Bars problem for RBM training
Source: Hinton, G. E. (2000), “Training products of experts by minimizing contrastive divergence” (Gatsby tech report; Neural Computation 14(8), 2002). The bars task itself is from Foldiak, P. (1990), “Forming sparse representations by local anti-Hebbian learning.”
Demonstrates: the canonical sanity check for RBM / contrastive-divergence training — after CD-1 training, each hidden unit specializes to a single bar.

Problem
- Visible: 16 binary pixels arranged as a 4×4 image.
- Hidden: 8 binary feature detectors (canonical setting; one per bar).
- Connectivity: bipartite RBM (visible ↔ hidden only).
- Training distribution: each image is generated by independently
activating each of 8 single-bar templates (4 horizontal rows + 4 vertical
columns) with probability
p_bar = 1/8, then taking the logical OR over activated bars to get the pixels. So each image is a superposition of bars.

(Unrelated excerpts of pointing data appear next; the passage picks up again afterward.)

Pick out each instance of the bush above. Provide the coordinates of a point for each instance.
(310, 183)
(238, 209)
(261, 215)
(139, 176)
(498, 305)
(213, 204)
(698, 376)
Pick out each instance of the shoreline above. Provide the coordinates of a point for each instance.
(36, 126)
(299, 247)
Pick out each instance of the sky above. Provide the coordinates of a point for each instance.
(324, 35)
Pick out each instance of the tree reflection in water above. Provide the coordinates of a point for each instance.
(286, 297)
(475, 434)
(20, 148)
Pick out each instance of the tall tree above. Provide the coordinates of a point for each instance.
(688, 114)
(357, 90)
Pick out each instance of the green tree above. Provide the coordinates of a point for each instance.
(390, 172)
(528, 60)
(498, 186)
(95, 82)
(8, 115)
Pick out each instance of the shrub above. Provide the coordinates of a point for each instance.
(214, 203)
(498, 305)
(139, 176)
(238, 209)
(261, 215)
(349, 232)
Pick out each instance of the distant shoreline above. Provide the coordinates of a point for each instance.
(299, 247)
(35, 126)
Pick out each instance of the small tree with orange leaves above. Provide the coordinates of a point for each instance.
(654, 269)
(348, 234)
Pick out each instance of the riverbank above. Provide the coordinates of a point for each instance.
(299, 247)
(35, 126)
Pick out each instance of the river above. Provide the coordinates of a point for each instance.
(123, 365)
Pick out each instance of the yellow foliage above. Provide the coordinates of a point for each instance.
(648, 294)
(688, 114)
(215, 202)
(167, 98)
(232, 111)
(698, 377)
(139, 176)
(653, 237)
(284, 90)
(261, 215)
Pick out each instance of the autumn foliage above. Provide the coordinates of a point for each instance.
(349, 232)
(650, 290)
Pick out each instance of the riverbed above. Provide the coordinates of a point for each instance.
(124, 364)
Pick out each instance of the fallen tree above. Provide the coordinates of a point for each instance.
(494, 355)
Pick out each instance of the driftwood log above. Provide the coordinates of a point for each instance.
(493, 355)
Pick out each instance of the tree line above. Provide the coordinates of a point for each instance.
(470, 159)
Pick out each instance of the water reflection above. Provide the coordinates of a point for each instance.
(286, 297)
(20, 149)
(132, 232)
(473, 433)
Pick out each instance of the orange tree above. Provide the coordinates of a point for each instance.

The interesting property: the data has a clean latent factor structure (8 independent on/off causes), but the visible pixels are tangled by the OR mixture. Backprop on a single image cannot recover the bars, because there is no per-pixel target. The RBM gets the bars from the statistics alone: under CD-1, each hidden unit learns to fire iff one specific bar is present, because that maximizes the model’s likelihood under the bipartite factorization.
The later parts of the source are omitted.